Coordenadora do Grupo de Estudos em Políticas Públicas para o Ensino Médio (GEEPEM/UFRGS), a professora  Mariângela Bairros afirmou que o novo ensino médio está alicerçado em apenas dois pontos, currículo e carga horária, não levando em consideração informações econômicas e sociais do grupo que frequenta as escolas. Para ela, a reforma está descolada do ensino fundamental e está separada do momento em que vivemos. “Esta proposta não conversa com a realidade, que é de evasão de alunos e drástica redução de docentes”. Mariângela Bairros sustentou que, na prática, a reforma aprofunda a desigualdade entre escolas públicas e particulares.
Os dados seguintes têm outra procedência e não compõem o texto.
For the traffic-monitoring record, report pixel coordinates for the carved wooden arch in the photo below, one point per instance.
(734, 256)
Já o representantes da União Brasileira de Estudantes Secundaristas (UBES), Alejandro Guerrero, disse ver na reforma um projeto neoliberal de ataque ao acesso à universidade pública, ao distanciar estudantes da escola pública de disciplinas que são requeridas no Exame Nacional do Ensino Médio (ENEM). “É um projeto que nasce de um governo golpista (2016) e é colocado em um momento de grande evasão escolar”, destacou.

O diretor da escola Estadual Érico Veríssimo, de Jacutinga, uma das escolas-piloto da reforma, confirmou que os alunos não querem perder as disciplinas do Enem. “Muitas coisas precisam ser arrumadas, precisamos repensar a nova matriz curricular que suprime importantes”, salientou. Ele assegurou que os estudantes, cada vez mais, estão optando pelo trabalho em detrimento dos estudos.
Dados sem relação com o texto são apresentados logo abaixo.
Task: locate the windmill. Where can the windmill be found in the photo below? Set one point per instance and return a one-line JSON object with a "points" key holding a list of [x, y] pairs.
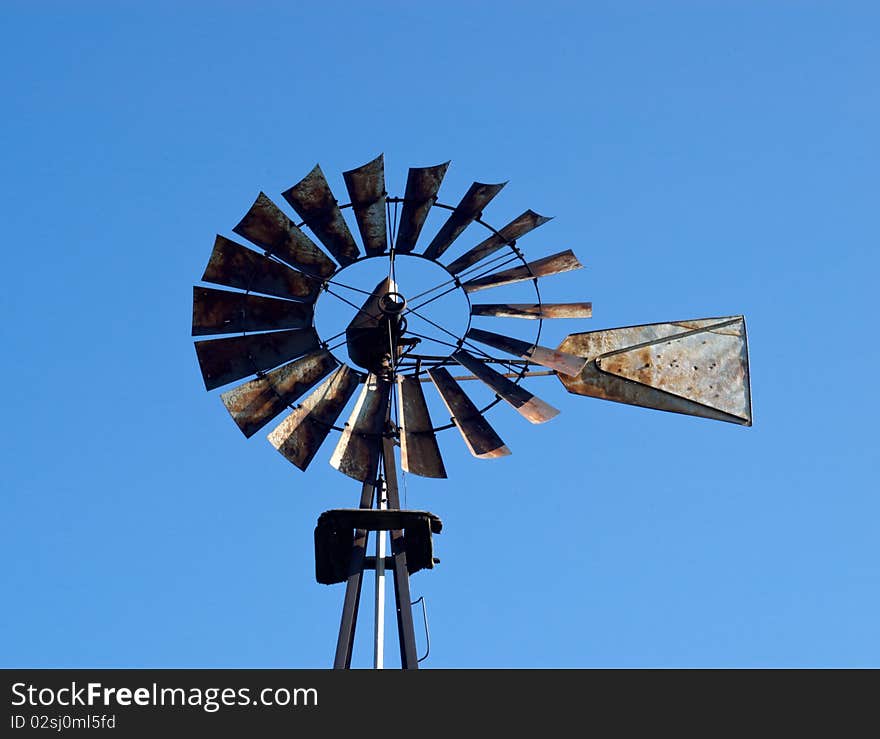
{"points": [[697, 367]]}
Diretora do Instituto Imaculada de Tapera, outra escola-piloto, Luciana Rizzi considerou a reforma uma colcha de retalhos, de difícil implementação e contou que a mudança não foi aceita pela comunidade escolar. Luciana questionou a base teórica do novo ensino médio.

Emocionada, a professora Maria Helena Andrade, da escola Rondon, de Canoas, assegurou que os alunos não querem os itinerários propostos e que se consideram prejudicados na preparação para o Enem. “É com muita tristeza que vejo uma geração ser subtraída da formação básica. Por favor, Seduc, olhe para aqueles que são os mais importantes no processo educacional”, lastimou.

Como contraponto, o depoimento da diretora da Escola Airton Senna, de Viamão, Niara Cardoso, garantiu que os seus alunos estão “apaixonados” pelos itinerários. “Talvez pela forma como implantamos a reforma aqui na escola”, explicou. A professora solicitou uma escuta real de todos os processos de implantação nas escolas-piloto. “Todos os exemplos precisam ser compartilhados”, sugeriu.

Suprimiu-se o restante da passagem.